He’s rich, this guy. All the fathers are. The houses around the park are where the wealthy people live. I wonder what the fathers do for a living: if they work in finance or advertising. Their hair is textured and styled. They wear khaki pants and button down shirts, even in the blistering heat. They smell good, like sandalwood and cedar chips. Sometimes, I see one of them in a suit and start to salivate.

“You’ve come a long way,” my boss says during my quarterly review. “You picked up a few new skills, stepped outside of your comfort zone. You should be proud,” she says.

“Does that mean I get a raise?”

“Ha ha,” she says. “Funny.”

We couldn’t find a conference room, so we’re sitting in the lobby under a hanging sculpture of nickel-plated aluminum and polished steel. It’s supposed to represent the convergence of media. Something about abstract shapes and the combination of building elements. I look up at the ceiling. All I see are red and yellow blobs. They don’t mean anything to me: they’re just a series of multi-colored metals strung together with wire.

“What about your baby?” I take a sip of coffee. “How are you doing with this?”

“It’s hard, sure,” my boss says. “But what are you going to do?” She sips her coffee. “Sometimes, I lay down on the floor in front of the baby’s crib in the middle of the night. Just to listen to her breathe.”

For a minute, I feel sympathy for her. Then she says, “I’m moving you to the Sunday night shift.”

“You can’t do that.” I start smiling. I always do that when I’m upset. I’m sitting there in the lobby, under that awful sculpture, grinning like an idiot.

“We need to staff the site on Sunday nights from six until four. You’re the most seasoned producer. It falls to you.”

“Four a.m.”

“Yes,” she says. “Four a.m.”

That means I won’t be able to put the baby to bed on Sunday nights. I won’t be there when he wakes up. I won’t be there to comfort him or hear him or hold him. That means she’s taken the few hours I have with my baby and shaved even more of them away. That means she’s taken my heart and split it in two.

I get home and the baby is screaming. He’s exhausted and hungry. He flails when I pick him up, pitching himself over. His face is scarlet and his body is steaming. I strap him into his seat and rifle through the pantry, looking for something to feed him. There is pasta with butter, pasta with sauce, little spaghetti-o rings doused with high fructose corn syrup that my mother-in-law said I should throw out.

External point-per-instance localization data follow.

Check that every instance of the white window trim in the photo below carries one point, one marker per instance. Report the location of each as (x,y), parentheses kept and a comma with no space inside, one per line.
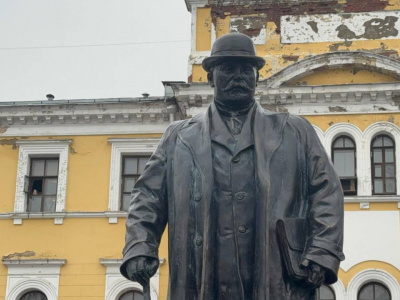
(339,290)
(38,148)
(372,131)
(36,274)
(116,284)
(356,134)
(119,147)
(371,275)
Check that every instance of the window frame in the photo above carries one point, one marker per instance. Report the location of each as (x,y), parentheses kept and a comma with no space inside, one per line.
(44,177)
(124,175)
(120,147)
(130,291)
(374,283)
(354,149)
(26,275)
(29,149)
(383,165)
(318,296)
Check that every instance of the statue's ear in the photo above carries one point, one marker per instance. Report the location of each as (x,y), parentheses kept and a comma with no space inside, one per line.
(210,79)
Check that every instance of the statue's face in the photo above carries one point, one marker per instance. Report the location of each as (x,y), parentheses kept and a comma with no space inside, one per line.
(234,80)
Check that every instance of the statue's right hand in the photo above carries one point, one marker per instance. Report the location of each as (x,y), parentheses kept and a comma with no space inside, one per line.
(141,268)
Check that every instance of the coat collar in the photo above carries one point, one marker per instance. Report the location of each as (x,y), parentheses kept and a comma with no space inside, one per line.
(220,133)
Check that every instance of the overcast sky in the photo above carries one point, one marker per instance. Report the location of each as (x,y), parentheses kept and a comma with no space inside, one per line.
(40,53)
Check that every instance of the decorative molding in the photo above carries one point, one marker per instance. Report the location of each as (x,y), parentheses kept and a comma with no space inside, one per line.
(87,115)
(373,275)
(116,284)
(120,147)
(35,274)
(302,100)
(361,59)
(41,148)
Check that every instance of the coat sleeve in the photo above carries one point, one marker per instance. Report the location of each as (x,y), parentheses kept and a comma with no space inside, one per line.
(148,210)
(325,213)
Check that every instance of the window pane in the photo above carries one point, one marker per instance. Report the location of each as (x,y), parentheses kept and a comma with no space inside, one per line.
(50,186)
(389,157)
(49,203)
(387,141)
(37,187)
(129,184)
(348,143)
(126,200)
(378,170)
(390,186)
(325,293)
(389,170)
(344,163)
(377,155)
(338,143)
(35,203)
(52,167)
(34,295)
(381,293)
(142,163)
(367,292)
(138,296)
(378,186)
(37,167)
(127,296)
(378,142)
(130,165)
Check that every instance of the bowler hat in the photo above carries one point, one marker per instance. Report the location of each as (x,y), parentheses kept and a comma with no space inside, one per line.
(233,46)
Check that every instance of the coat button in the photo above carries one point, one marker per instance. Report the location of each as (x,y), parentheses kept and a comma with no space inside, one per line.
(242,229)
(236,159)
(239,196)
(199,241)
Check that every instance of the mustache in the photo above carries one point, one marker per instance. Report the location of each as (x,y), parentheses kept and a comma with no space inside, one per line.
(237,85)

“Give him the spaghetti-o’s,” my husband says.

“Your mom says not to,” I say.

“What does she know?” he asks.

She knew enough to leave his father, I think. She knew enough that she needed to live the life that she wanted and it wasn’t on the farm. And even if I don’t like her, I’ll always admire her for that. For doing what she wanted to do with her life, no matter what anybody said.

I tear a piece of wheat bread into bite-size pieces and the baby eats them. He grabs the bread and stuffs them in his mouth. He stares at me, with his stunned face, trying to get over his tears. He looks like the calves do: wide-eyed, accusatory.

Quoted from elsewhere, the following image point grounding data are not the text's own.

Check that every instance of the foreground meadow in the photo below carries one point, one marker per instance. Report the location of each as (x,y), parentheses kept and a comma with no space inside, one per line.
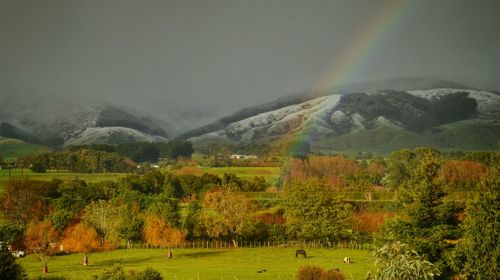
(241,263)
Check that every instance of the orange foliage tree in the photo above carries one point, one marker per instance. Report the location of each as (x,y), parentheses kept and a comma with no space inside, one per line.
(331,168)
(82,239)
(226,213)
(158,232)
(40,239)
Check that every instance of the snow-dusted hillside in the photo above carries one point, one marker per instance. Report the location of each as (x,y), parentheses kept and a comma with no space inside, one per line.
(329,116)
(76,122)
(111,135)
(488,103)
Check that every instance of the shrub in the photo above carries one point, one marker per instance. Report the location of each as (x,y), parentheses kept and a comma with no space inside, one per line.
(117,273)
(147,274)
(333,274)
(9,268)
(310,272)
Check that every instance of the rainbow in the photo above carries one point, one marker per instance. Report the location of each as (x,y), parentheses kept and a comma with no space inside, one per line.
(356,54)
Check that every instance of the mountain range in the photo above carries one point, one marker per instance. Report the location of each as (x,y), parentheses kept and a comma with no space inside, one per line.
(377,116)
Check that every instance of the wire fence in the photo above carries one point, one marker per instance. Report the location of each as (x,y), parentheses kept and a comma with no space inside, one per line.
(220,244)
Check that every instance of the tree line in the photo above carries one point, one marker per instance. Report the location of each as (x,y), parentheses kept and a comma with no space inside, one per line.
(454,237)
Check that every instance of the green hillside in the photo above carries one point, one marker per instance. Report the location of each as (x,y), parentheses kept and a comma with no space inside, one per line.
(468,135)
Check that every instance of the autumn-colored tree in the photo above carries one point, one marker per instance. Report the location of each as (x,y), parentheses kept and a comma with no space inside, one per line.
(158,232)
(330,168)
(314,211)
(82,239)
(104,217)
(40,239)
(227,213)
(23,200)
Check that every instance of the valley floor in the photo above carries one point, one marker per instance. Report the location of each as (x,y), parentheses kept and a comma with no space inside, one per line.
(240,263)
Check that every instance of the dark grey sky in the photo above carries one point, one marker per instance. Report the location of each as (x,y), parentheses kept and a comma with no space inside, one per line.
(225,55)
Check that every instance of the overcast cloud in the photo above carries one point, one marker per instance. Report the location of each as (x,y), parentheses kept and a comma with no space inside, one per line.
(225,55)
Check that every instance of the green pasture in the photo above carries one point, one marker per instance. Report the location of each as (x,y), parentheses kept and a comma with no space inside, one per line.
(61,175)
(271,174)
(240,263)
(11,149)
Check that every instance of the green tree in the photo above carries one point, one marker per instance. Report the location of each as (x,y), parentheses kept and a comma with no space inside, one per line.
(9,268)
(428,221)
(226,213)
(315,212)
(104,217)
(192,221)
(396,261)
(477,253)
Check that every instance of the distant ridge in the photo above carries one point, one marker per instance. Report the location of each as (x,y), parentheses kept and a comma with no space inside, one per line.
(398,84)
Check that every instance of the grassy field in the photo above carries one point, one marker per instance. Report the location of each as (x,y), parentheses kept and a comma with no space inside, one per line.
(11,149)
(65,176)
(241,263)
(271,174)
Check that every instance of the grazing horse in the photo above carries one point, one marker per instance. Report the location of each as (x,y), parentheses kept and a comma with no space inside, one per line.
(301,252)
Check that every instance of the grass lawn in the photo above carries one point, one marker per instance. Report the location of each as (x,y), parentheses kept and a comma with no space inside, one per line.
(65,176)
(241,263)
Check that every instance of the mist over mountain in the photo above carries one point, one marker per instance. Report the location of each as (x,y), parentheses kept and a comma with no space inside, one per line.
(63,121)
(401,113)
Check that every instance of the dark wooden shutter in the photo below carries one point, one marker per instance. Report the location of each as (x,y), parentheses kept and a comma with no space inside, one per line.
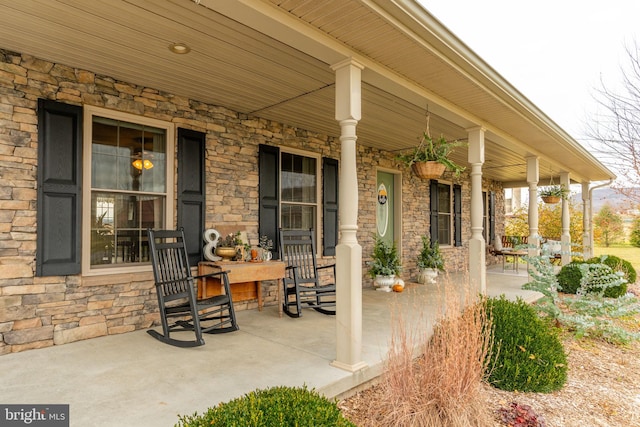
(269,210)
(329,206)
(192,190)
(433,210)
(457,215)
(59,210)
(492,217)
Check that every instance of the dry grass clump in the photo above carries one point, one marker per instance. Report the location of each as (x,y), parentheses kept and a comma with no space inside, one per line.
(442,385)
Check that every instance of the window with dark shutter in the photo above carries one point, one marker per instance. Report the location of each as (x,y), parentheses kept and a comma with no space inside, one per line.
(59,189)
(192,190)
(457,215)
(433,210)
(330,206)
(268,192)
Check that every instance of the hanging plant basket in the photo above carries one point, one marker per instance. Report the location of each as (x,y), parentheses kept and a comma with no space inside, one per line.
(428,170)
(551,200)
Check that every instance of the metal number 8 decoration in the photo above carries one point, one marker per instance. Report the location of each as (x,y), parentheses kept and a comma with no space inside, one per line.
(211,237)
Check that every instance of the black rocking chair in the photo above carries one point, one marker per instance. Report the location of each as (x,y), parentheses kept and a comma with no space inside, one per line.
(176,289)
(303,287)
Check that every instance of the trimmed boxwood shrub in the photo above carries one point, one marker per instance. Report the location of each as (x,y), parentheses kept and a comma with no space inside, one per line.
(276,406)
(527,354)
(570,275)
(617,264)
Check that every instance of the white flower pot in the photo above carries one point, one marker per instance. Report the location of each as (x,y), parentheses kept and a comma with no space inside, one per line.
(427,275)
(384,283)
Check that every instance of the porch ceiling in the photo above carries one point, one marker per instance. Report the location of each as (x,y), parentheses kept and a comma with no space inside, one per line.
(272,58)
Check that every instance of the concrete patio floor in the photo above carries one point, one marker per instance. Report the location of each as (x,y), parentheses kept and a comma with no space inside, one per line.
(135,380)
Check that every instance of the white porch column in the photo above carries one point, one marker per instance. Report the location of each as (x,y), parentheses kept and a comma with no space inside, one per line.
(477,244)
(587,238)
(566,221)
(348,251)
(533,176)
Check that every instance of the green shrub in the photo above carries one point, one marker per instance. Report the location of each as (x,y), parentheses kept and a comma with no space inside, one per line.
(569,278)
(601,276)
(617,264)
(527,354)
(276,406)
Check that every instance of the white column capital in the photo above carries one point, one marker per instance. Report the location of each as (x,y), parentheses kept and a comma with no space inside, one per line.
(346,63)
(533,169)
(348,89)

“I can’t keep doing this,” I tell my husband.

“Don’t start,” he says. Again, always again.

 

After dinner, we go upstairs. The baby runs a fire truck across the carpet. He colors in a book, large, cursive swirls in periwinkle. He gurgles and makes sweet noises. “Aiii,” he says. And “doe, doe, doe, doe.” And “dippity, dippity, dippity, die.”

My father-in-law calls.

“I need your help,” he says. “Now.”

We go down to the farm in the morning. The calves are out, in front of the barn, bleating. One of them, Triangle Head, falls to its knees. Its head swivels, like it’s being jerked on a string. A viscous, green fluid cakes the hair on its back haunches. It makes a sound. A sound I’ve never heard before. A low, mournful yelp. Then it stumbles and totters back to its feet.

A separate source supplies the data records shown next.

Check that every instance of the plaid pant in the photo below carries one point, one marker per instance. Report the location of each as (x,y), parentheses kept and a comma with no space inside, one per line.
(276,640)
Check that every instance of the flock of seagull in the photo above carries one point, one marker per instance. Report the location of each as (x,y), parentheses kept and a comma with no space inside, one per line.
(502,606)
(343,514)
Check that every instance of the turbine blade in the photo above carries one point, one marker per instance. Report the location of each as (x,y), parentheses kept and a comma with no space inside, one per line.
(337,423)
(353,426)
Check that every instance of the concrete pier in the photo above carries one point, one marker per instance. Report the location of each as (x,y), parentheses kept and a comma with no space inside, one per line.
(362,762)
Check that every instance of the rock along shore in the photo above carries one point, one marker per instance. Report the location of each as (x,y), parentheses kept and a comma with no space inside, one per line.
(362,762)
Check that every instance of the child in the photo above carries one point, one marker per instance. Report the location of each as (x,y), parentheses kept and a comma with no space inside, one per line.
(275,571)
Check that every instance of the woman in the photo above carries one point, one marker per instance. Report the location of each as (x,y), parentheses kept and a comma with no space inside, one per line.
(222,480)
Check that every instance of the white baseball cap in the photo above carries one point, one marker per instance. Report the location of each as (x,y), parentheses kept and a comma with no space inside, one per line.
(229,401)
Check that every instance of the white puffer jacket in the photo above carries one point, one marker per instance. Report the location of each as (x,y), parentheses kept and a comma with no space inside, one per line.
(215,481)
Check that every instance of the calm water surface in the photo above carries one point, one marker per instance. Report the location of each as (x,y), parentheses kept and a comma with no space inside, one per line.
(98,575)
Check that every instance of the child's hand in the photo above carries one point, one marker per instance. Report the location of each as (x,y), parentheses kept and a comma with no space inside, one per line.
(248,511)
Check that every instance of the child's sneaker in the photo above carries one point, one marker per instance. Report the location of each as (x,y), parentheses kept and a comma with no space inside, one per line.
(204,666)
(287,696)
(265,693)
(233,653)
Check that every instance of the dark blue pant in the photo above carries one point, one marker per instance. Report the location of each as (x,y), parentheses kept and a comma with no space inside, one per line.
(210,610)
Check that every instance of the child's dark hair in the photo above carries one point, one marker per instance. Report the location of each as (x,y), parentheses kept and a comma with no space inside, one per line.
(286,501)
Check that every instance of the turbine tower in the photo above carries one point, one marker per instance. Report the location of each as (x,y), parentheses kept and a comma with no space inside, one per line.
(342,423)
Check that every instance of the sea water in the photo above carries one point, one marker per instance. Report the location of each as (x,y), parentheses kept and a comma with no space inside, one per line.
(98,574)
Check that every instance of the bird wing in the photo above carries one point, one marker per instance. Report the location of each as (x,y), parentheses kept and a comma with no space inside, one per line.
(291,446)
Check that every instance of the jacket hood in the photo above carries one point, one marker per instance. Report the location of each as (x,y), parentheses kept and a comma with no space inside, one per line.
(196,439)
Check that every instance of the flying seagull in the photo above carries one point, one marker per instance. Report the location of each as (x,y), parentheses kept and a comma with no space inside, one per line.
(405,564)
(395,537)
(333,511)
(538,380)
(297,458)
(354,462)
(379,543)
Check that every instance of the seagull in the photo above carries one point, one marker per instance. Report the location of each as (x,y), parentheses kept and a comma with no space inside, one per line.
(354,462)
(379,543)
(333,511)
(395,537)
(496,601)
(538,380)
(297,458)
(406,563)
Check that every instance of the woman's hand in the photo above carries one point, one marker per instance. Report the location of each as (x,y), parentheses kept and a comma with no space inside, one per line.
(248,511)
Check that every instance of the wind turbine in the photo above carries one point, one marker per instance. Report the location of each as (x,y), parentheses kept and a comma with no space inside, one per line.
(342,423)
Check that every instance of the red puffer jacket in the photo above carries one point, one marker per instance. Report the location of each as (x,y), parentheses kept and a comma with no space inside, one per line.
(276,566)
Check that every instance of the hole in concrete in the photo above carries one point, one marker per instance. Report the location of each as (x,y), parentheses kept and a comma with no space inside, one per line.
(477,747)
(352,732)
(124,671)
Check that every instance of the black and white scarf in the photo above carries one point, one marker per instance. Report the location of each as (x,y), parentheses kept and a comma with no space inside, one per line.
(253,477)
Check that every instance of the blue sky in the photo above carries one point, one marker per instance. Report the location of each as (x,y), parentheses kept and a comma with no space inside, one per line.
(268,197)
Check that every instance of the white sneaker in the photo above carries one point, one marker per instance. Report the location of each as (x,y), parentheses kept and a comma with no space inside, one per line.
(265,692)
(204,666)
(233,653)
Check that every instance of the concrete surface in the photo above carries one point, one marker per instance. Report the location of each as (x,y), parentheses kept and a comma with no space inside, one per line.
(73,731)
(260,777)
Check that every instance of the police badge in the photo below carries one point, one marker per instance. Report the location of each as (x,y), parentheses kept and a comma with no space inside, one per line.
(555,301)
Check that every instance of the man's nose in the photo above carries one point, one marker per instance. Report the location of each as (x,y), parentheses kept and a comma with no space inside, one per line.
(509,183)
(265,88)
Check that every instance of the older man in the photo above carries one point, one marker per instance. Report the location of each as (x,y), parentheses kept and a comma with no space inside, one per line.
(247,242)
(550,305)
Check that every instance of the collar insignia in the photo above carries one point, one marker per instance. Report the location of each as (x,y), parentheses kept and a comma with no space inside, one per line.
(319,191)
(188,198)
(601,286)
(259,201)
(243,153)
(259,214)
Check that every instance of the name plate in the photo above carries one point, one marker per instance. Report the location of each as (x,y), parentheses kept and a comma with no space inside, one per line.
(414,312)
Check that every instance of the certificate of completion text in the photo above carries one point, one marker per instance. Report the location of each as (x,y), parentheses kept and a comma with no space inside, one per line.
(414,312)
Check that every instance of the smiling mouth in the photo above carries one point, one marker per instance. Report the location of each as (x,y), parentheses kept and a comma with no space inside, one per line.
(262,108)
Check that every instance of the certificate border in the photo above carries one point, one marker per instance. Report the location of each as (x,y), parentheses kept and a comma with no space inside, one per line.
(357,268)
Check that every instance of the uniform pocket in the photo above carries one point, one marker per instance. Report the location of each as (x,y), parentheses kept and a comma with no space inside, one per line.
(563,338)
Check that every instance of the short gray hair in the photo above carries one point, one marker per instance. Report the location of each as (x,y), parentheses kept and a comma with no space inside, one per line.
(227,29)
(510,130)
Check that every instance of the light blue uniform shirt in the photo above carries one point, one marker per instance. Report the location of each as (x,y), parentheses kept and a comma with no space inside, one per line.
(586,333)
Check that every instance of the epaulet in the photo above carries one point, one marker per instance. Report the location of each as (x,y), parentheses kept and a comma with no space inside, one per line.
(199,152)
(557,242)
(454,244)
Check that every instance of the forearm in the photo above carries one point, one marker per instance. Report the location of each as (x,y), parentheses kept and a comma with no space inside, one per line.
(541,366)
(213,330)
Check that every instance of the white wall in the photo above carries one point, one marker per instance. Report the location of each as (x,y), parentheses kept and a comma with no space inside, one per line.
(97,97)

“I need to get them into the truck,” my father-in-law says. He staggers around the yard with the Calf-Teria buckets. “Put these in the truck,” he says. My husband puts the buckets in the bed of the yellow truck. My father-in-law rounds up the calves, shouting, “Git! Git!” The calves buck. They lurch forward. They see their buckets, steaming, in the bed of the truck. I don’t think they will make it, they look too frail, ghosts of cows with sunken eyes and sagging skin, but somehow, they jump into the back of the truck. They rear forward on their wobbly legs and attach their mouths to the rubber nipples. “Swing the door shut,” my father-in-law shouts. “Christ.”

My father-in-law stumbles around the truck, pigeon-toed. He slams the driver’s door and fires up the engine.

“Where are you going?” my husband asks.

But my father-in-law is already peeling out of the driveway, a cloud of red dust behind him.

“Get the baby,” my husband says.

We follow close behind my father-in-law’s truck, my heart jumping every time the yellow truck stops at a traffic light. The calves lurch forward. They wobble from side to side when he starts again. But for the most part, they stay upright, nursing from their Calf-Teria buckets. We pass the train tracks and the old service station. There’s nothing else out here but fields and farms on either side. We follow close behind. The baby is cooing, “Da-a-a-a. Da-a-a.”

The truck’s left signal works, but the right doesn’t. My father-in-law sticks out his arm and hangs at a right.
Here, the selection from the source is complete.